Savcılık, ayrıca sanığın olay sabahı silahıyla "yabancılara karşı cinayet işlemek için" önce Paris'in Saint-Denis bölgesine gittiğini söylediğini; sonrasında ise "kıyafetinin silahını kolayca yeniden doldurmasını engellediği için" bu bölgeyi hedef almaktan vazgeçtiğini kayda geçtiğini bildirdi. Sanık, kısa bir süre sonra nihayet Paris'in 10. bölgesindeki rue d'Enghien'e yürüdü. Zanlı, önünde ateş açtığı Ahmet Kaya Kürt Kültür Merkezi'nin bu mahallede olduğunu bildiğini de itiraf etti.
"Bütün göçmenlere" kızgın olduğunu ve tanımadığı kurbanlara rastgele saldırdığını açıklayarak, tek pişmanlığının kendini öldürememek olduğunu söyledi ve her zaman "düşmanları mezara götüreceğini" düşündüğünü sözlerine ekledi ve "düşman" derken "Avrupalı olmayan tüm yabancıları" kastettiğini belirtti.
Silahlara meraklı olduğu bilinen 69 yaşındaki eski tren makinistinin Aralık 2021'de Paris'te işlediği bir 'ırkçı saldırı' sonrası silahla zarar verme suçundan hapis cezasına çarptırıldığı12 Aralık'ta cezaevinden kefaletle serbest bırakıldığı ortaya çıkmıştı.

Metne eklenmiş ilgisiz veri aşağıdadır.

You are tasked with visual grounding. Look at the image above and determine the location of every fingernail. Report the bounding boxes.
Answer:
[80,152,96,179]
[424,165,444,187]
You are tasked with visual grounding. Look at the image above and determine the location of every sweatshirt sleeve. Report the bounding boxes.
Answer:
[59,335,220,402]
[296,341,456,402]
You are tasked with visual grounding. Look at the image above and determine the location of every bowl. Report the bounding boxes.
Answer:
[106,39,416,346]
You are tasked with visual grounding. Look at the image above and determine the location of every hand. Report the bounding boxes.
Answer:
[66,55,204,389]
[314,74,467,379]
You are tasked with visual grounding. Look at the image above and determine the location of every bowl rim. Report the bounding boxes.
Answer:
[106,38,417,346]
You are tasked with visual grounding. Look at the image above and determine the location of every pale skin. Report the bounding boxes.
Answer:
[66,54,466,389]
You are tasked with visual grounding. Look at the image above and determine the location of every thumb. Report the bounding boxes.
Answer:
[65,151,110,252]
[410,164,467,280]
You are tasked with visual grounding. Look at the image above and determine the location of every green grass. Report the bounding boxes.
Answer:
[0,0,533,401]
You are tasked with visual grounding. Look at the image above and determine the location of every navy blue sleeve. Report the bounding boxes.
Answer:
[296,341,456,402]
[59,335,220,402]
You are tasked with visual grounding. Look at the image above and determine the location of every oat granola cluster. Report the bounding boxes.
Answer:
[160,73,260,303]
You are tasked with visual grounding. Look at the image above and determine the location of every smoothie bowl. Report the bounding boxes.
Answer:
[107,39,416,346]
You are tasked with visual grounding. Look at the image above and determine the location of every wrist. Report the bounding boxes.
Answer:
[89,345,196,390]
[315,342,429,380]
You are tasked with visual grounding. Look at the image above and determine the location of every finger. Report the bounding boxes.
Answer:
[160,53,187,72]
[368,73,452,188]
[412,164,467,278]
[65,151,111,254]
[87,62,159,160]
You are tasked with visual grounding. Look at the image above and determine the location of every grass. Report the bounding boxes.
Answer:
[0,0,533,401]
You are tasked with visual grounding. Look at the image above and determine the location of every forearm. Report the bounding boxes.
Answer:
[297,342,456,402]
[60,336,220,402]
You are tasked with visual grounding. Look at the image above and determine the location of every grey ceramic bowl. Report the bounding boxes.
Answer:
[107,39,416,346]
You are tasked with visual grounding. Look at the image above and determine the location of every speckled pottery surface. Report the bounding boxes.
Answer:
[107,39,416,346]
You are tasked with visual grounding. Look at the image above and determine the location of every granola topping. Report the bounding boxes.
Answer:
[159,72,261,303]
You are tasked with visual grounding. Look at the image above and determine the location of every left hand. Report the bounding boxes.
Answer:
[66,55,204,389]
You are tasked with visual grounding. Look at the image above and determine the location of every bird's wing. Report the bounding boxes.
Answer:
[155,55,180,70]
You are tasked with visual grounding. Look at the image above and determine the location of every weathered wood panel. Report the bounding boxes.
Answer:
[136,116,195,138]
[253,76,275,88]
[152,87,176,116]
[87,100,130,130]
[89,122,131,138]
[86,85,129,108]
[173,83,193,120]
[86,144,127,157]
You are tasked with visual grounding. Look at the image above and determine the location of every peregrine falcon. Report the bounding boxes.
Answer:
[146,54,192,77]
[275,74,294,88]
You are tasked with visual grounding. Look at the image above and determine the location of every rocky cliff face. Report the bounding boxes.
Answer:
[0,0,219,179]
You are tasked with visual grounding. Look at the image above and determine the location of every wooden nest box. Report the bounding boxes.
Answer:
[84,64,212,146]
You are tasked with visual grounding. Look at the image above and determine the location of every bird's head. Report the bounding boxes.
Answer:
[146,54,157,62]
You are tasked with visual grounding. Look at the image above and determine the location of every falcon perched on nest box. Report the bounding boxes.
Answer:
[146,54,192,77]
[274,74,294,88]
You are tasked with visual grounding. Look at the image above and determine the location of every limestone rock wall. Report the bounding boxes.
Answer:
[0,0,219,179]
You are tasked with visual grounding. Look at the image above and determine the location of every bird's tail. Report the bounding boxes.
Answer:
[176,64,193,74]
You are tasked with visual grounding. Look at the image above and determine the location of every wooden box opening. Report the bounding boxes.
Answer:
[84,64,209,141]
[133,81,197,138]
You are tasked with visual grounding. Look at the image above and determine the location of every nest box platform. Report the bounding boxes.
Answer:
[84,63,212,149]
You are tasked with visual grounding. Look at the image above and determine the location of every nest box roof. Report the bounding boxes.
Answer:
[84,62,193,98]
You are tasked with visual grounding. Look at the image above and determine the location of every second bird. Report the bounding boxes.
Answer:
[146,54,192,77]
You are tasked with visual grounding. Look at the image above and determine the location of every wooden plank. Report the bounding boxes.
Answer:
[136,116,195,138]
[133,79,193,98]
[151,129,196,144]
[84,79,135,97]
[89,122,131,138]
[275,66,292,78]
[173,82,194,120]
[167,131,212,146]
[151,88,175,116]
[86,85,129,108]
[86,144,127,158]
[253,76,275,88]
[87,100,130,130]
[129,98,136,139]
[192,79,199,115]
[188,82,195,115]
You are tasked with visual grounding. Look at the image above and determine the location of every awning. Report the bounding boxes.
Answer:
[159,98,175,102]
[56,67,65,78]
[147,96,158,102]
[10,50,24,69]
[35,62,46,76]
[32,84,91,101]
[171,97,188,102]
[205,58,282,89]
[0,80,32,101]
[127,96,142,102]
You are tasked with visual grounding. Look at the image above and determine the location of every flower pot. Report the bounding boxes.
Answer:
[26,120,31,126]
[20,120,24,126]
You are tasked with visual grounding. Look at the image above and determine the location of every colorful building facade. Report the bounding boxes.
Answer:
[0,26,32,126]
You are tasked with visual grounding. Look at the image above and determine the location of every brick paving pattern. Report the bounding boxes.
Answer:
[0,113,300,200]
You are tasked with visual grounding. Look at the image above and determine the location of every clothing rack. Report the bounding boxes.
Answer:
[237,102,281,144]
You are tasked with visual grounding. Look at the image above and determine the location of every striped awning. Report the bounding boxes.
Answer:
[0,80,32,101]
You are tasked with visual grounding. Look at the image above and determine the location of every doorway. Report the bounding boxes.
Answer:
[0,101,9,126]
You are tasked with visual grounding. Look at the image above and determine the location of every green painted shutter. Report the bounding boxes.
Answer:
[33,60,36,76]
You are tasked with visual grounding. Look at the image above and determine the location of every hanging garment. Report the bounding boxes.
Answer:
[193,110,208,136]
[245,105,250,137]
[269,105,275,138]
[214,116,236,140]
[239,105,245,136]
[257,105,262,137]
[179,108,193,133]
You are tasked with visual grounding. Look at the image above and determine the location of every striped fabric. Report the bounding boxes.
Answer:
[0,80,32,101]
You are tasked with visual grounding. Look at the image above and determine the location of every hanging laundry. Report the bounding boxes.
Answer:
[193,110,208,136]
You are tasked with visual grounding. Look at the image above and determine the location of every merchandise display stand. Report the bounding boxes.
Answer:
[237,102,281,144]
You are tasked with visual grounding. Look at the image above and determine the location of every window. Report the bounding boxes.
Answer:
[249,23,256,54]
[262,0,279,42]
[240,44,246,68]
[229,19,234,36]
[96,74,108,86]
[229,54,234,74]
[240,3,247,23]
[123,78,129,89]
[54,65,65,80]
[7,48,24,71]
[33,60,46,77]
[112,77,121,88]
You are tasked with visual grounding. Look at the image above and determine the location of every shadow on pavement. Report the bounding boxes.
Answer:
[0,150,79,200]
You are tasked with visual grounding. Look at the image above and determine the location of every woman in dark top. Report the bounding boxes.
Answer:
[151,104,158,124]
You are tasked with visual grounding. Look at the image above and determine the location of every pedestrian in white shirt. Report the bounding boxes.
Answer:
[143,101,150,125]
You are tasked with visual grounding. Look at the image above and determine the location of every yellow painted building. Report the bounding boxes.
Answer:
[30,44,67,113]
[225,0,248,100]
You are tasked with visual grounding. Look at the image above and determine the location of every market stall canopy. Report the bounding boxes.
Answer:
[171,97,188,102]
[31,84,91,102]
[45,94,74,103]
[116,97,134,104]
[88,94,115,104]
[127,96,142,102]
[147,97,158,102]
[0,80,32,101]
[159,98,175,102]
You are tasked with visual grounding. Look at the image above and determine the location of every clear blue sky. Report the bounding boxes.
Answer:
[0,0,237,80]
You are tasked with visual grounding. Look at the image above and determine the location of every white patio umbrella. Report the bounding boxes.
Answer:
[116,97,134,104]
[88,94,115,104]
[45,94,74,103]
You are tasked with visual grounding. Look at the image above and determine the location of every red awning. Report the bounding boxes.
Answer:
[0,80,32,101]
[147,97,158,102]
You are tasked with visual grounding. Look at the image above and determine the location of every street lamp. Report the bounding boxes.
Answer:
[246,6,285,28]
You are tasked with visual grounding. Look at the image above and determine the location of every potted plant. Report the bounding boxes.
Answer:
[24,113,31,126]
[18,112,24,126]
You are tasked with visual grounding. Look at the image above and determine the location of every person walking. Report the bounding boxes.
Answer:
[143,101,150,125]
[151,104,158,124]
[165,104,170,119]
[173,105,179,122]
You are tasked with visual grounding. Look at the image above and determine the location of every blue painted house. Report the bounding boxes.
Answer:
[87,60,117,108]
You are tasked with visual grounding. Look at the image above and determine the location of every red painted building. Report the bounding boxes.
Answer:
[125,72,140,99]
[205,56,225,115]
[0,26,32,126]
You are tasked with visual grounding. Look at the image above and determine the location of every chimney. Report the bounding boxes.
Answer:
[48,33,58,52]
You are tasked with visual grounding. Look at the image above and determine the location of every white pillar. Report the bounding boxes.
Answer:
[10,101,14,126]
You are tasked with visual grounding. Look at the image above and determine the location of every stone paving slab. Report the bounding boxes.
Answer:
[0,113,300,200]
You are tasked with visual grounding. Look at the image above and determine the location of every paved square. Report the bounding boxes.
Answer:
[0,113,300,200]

Avukat izoli: Fail Kürtleri bilerek hedef aldığını söyledi
Dün Rûdaw TV'de Hevidar Zana’nın sunduğu 15:00 bültenine Paris’teki gösterinin olduğu meydandan bağlanan avukat Seve İzoli saldırı hakkında yapılan soruşturmada gelinen aşamaya ilişkin bilgi verdi ve gösterilerinin amacını değerlendirdi.
Seve İzoli, saldırganın ifadesinde “Kürtlere bilerek ve isteyerek saldırdım. Saldırıyı Kürtlere karşı gerçekleştirmek istedim” ifadelerini kullandığını belirterek, “Bu ifadede, saldırının genel bir milliyetçilikten ziyade Kürtlere karşı bir katliam girişimi olduğu anlaşılıyor” dedi.
İzoli, Fransa Cumhuriyet Savcısının saldırganın verdiği ifade doğrultusunda soruşturmayı derinleştirdiğini ve kapsamını genişlettiğini dile getirdi. İzoli, ancak savcının dosyayı normal bir saldırı gibi ele aldığını belirtti.
“Kürtlerin kanı bu kadar ucuz dökülmemeli”
Kürt avukat savcılığın bu suçu normal bir saldırı olarak ele almasına karşı olduklarını, dosyanın “terör saldırısı” kapsamına alınmasını gerektiğinin altını çizdi.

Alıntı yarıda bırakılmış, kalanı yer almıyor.